To make sure that you keep a brisk pace, the floor will send corruption waves (cwaves) your way. These depend on the time spent moving (so not resting, fighting, disarming) your knights do. When a wave hits, the curses on the knights first absorb it (2-3 charges per curse), and then the knights gain temporary corruption. In theory, this sounds terrifying, and I first thought it was a very unfair mechanic. But in reality it doesn't matter.
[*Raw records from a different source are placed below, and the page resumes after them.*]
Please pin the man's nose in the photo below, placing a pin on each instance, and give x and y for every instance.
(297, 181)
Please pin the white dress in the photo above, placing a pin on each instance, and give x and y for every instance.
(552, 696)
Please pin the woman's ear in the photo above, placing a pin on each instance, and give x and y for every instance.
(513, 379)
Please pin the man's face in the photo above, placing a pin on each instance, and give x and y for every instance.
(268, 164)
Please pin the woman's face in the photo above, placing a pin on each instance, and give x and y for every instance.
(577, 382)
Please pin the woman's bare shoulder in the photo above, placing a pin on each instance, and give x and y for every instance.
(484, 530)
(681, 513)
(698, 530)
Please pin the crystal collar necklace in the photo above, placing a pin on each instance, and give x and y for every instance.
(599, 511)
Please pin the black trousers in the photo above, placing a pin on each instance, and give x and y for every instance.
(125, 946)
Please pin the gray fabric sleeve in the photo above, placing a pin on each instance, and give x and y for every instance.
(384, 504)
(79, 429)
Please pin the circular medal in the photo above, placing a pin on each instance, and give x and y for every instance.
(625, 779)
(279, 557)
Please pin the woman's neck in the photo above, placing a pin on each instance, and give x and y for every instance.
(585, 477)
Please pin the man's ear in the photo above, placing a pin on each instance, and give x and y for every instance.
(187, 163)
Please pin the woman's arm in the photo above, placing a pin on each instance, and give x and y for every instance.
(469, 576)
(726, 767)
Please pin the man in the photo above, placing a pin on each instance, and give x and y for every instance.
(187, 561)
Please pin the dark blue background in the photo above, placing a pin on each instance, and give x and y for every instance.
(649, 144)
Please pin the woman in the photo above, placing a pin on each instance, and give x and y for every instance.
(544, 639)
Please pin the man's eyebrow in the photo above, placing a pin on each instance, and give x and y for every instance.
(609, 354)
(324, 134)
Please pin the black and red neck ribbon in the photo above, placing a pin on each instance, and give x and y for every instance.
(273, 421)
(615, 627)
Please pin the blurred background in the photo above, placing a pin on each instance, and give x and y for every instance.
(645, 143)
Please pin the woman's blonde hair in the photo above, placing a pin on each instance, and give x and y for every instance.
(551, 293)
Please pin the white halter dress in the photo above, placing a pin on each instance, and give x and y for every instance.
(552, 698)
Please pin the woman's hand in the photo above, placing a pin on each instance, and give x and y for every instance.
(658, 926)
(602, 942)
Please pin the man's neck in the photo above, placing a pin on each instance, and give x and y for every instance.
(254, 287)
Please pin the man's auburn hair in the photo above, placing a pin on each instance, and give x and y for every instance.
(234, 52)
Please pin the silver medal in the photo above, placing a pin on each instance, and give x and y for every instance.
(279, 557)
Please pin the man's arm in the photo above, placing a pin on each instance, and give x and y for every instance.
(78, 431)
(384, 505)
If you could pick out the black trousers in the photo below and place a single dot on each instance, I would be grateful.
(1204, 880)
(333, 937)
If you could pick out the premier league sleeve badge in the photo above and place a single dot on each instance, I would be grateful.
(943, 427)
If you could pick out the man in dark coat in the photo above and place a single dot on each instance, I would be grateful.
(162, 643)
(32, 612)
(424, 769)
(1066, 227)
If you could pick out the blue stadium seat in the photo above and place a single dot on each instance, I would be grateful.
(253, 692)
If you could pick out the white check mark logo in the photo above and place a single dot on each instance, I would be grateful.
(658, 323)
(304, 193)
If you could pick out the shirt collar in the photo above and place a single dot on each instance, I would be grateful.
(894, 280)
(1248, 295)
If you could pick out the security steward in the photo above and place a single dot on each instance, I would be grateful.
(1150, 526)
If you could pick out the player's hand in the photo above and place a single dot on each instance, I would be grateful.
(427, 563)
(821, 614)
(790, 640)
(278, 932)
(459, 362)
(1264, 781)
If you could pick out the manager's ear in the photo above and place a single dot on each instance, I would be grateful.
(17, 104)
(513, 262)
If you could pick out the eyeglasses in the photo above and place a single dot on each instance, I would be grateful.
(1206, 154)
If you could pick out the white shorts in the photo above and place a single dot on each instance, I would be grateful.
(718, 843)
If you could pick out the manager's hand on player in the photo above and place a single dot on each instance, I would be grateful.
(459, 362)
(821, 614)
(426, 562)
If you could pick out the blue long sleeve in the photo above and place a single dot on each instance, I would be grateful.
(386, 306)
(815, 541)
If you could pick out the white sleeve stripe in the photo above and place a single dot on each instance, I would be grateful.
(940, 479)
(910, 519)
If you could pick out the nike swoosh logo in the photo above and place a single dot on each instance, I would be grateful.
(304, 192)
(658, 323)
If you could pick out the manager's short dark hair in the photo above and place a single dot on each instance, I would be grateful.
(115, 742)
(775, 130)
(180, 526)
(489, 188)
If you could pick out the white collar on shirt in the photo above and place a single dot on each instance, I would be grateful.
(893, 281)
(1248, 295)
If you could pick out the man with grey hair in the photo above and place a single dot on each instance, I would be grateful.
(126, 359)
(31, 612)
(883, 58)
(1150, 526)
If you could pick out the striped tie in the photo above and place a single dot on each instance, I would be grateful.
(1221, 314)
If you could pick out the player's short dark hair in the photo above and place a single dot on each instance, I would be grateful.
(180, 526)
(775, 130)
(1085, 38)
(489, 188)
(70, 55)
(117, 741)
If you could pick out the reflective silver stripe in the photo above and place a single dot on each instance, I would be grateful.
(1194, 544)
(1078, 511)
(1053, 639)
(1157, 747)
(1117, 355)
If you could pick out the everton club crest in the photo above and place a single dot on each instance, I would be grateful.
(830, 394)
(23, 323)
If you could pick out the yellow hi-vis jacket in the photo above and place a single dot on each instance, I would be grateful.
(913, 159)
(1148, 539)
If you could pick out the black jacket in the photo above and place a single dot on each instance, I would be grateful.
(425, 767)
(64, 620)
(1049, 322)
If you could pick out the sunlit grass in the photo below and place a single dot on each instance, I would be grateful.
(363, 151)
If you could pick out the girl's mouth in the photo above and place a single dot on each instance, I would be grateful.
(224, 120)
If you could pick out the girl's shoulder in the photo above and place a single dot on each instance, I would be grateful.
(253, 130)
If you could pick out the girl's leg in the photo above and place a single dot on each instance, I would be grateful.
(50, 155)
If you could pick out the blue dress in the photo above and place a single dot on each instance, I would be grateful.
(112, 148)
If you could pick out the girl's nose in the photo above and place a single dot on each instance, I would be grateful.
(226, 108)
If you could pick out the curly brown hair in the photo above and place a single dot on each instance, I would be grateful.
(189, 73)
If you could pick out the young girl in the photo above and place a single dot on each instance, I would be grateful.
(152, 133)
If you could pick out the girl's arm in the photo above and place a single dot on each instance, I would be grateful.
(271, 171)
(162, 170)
In short, the strategy is just to make sure your knights rest whenever they lose their rested buff (since at that point they lose stamina every tile, and you can only recover 30 by resting), and make sure they don't stray too far from one another. Even playing extremely passive like this, I would only get three or four cwaves per floor. This in contrast to my first playthrough, where I rushed through floors which allowed me to get it done in two cwaves, but gave me oodles of tcorruption from exhaustion. So the game is really trivial if you know what you are doing, but the default way of playing will punish players heavily. Especially since leaving monsters alive (as you might do in a rush) makes subsequent floors harder.
[Curses]
While the curses are fun from a H-perspective, mechanically the curses are very weak. In fact, as mentioned above, the optimal strategy is to embrace as many curses as you can to give you as many time as you like to clear floors. Some curses don't matter at all, such as rope-bunny (minor lust gain when getting the tied up status effect), or exhibitionist (minor lust gain when in a room that is currently being scryed). Others seem like they should have an effect, but don't really matter, such as scatterbrained (lower stats while disarming traps) or weakness of the mind (temporary corruption when getting the dazed status effect). Then I also had a bunch of hidden curses, which meant they were so situational that they didn't manifest even once during my entire playthrough (I had a lot of those, since I actively wanted as many curses as possible to see what they do).
[H-Content]
There are a few H-scenes, but they are few and far between and some require a lot of work to unlock. The bulk of the content comes from the curses above and the effect on the mental status of the knights. Unfortunately, mental changes aren't shown that clearly (no special scenes). They do affect the in-camp behaviour, but you're unlikely to notice. they also fluctuate very heavily. In a couple "therapy sessions", you can make the proud idealistic knight forget all about those ideals, but nothing will change. Their desires also don't matter. Sure they need desires to learn skills manually, but you will be primarily imprinting from scrolls anyway.
It's really a shame that embracing curses doesn't affect the knights more in camp, and that drives and desires are both easy to manipulate and have little effect. The curses are also hit and miss, getting a knight to embrace exhibitionism is fun, but I don't think anyone has a saboteur fetish.
Also, in theory there are a bunch of text events during combat or traps. Those are just text however, and you can safely ignore them (see the combat mechanics section above). But it's still content I guess.
[Bugs]
As always, games have bugs. There are some minor ones, (TAB-button not working, or incorrect ordering of UI nodes) and some larger ones (sometimes curses gained persist when restarting a floor, you can keep researching during the day to skip dungeon time and stay at camp). I didn't encounter any that are game breaking, though.
[Summary]
Good basis for a game, with very good dialogues and scene setting but mediocre dungeon mechanics. The UI and tutorialization especially needs some work. However, I do look forward to new content, and think it's a solid base for a very good game (if you're into mind control).
Note that the rating is conditional on the fact that it's only an alpha, and is heavily carried by the promising future the game seems to have.